Data types can be re-presented in different forms in different programming languages. They all need to be convertible to JSON data types on request.

  • bool - A simple boolean value (true or false)
  • int, int32, int64 - A signed integer value
  • float, float32, float64 - A floating point value
  • string - A string value

Arrays

An array is an index based list of primitive or complex data types. Further nesting of containers are not supported but can be achieved using structs as array items. A data type is converted into a container by setting the type to array and specifying the containing type in the items key.

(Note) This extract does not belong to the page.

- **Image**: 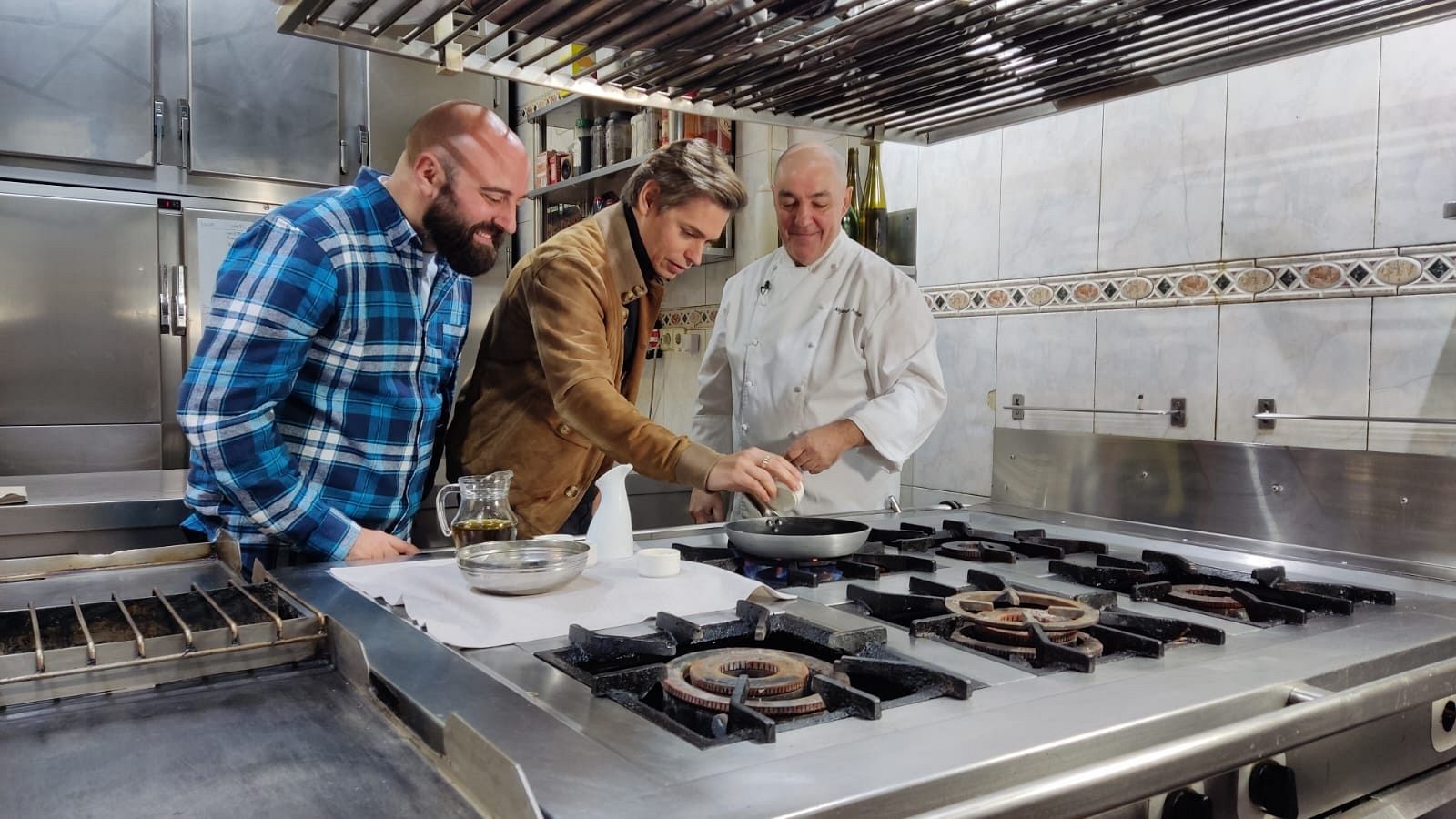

For example an integer array can be noted like this:

properties:
- name: names
type: string
array: true

If an array does contain a symbol as containing type, then the symbol name can be used in the items key.

properties:
- name: messages
type: Message
array: true

Primitive types are always start with a lower case character and symbols always with an upper case character.

tip

The code templates will change the casing based on the target language preferences.

Complex Types

A symbol is a named element inside a module. This can be either an interface, struct or enum/flag symbol.

structs:
- name: Message

Inside the same module the type can be referenced by the name of the symbol using a ref. This holds true for all symbols.

properties:
- name: msg1
type: Message
- name: msg2
type: Message
array: true

Outside the module, the module itself needs to be imported and the type needs to be used with its fully qualified name

imports:
- org.example

interfaces:
- name: Interface1
properties:
- name: msg1
type: org.example.Message
  • org.example.Message - external symbol

Note: Not every language profile does support importing.

Rich Text Formatting

Throughout the specification description support the markdown syntax.